Ik was voor een lezing over de reportage in het prachtige Veldhoven, een plaats onder de rook van Eindhoven, waar ik verder niets dan goede dingen over te melden heb. Enige nadeel: de ligging. Ik werd terug naar station Eindhoven gebracht door Piet en Ellie, die naar alle literaire avonden in theater De Schalm gaan. Bij het afscheid voor station Eindhoven CS zei Piet nog: „Wel opletten, PSV heeft vanavond gespeeld.”

Het was geen jongensdroom om tussen duizenden PSV-supporters op de laatste intercity naar het westen te staan wachten.

„Dat is die droge, dat is dat stuk beschuit”, hoorde ik ze over mij zeggen. Ik kreeg een blikje Hoegaarden Wit aangeboden. In de trein werd gezongen, het clublied van PSV en een lied waarin alle helden uit heden en verleden aan bod kwamen. PSV-supporters hebben iets eenzaams, zelfs als ze in een groep zijn.

„Wij zijn, denk ik dan, wat bescheidener”, zei een man in een loeigroot PSV-shirt tegenover me. „Wij schreeuwen het niet zo van de daken.”

Om ons heen werd geschreeuwd

Voorbij Den Bosch werd het rustiger. Er gingen voorzichtig al wat sweaters over de voetbalshirts, PSV-supporter ben je in een cirkel van dertig kilometer om Eindhoven, daarna wordt het gevaarlijk.

Achter me spraken drie dertigers over het machtige gevoel dat ze bekroop tijdens RKC Waalwijk – PSV, een week eerder. Het halve stadion was voor PSV. Er was een opstootje geweest toen acht RKC-supporters de hoofdtribune bestormden om wat PSV’ers ‘af te slaan’, maar die trokken zich schielings terug toen ze ontdekten hoeveel er daar voor PSV waren. Voor de lezers: RKC heeft een heel klein stadion.
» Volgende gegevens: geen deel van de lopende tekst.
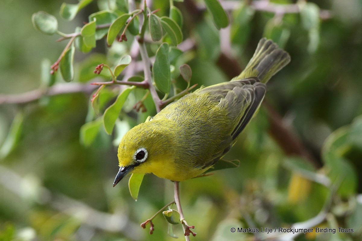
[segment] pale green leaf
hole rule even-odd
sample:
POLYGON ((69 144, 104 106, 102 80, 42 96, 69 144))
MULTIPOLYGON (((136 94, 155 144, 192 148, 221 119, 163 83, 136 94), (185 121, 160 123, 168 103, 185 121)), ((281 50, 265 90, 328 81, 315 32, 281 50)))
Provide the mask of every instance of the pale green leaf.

Na Utrecht CS werd het stil. Ze waren nog met een man of tien. De jongen die kilometers eerder nog ‘boeren-boeren’ had gebruld zat nu stilletjes in een boek te lezen, The Maniac van Benjamin Labatut. Desgevraagd zei hij dat hij Peter Bosz een goede trainer vond, misschien iets ‘te westers’. Later wilde hij helemaal niet meer over voetbal praten. Op Amsterdam CS stapten de laatste PSV-supporters uit, ze hadden vaker met elkaar in de trein gezeten, maar hadden verder niets met elkaar.
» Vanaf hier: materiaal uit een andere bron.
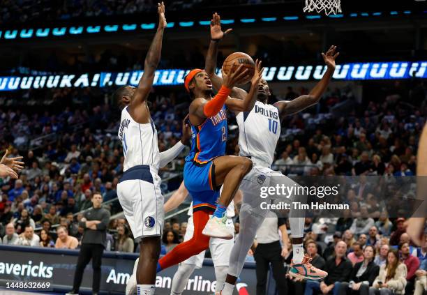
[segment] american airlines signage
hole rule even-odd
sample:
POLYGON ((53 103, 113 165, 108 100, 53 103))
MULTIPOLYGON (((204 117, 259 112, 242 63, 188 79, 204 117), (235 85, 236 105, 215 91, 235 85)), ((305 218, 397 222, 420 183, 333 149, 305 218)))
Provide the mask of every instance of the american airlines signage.
MULTIPOLYGON (((427 61, 394 61, 354 63, 337 65, 333 78, 336 80, 367 80, 420 79, 427 77, 427 61)), ((326 66, 290 66, 266 67, 264 77, 269 82, 308 81, 320 80, 326 66)), ((158 70, 154 86, 183 84, 189 70, 158 70)), ((70 75, 37 75, 0 77, 0 91, 64 87, 105 87, 134 85, 143 74, 142 70, 130 72, 101 72, 70 75)))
Later dacht ik: ze gedroegen zich als spionnen in de Koude Oorlog, maar het kan ook zijn dat ik te veel afleveringen van The American achter elkaar heb gekeken.

Verder ben ik voor vrijheid van meningsuiting.

Marcel van Roosmalen schrijft op deze plek een wisselcolumn met Ellen Deckwitz.

Lees verder…….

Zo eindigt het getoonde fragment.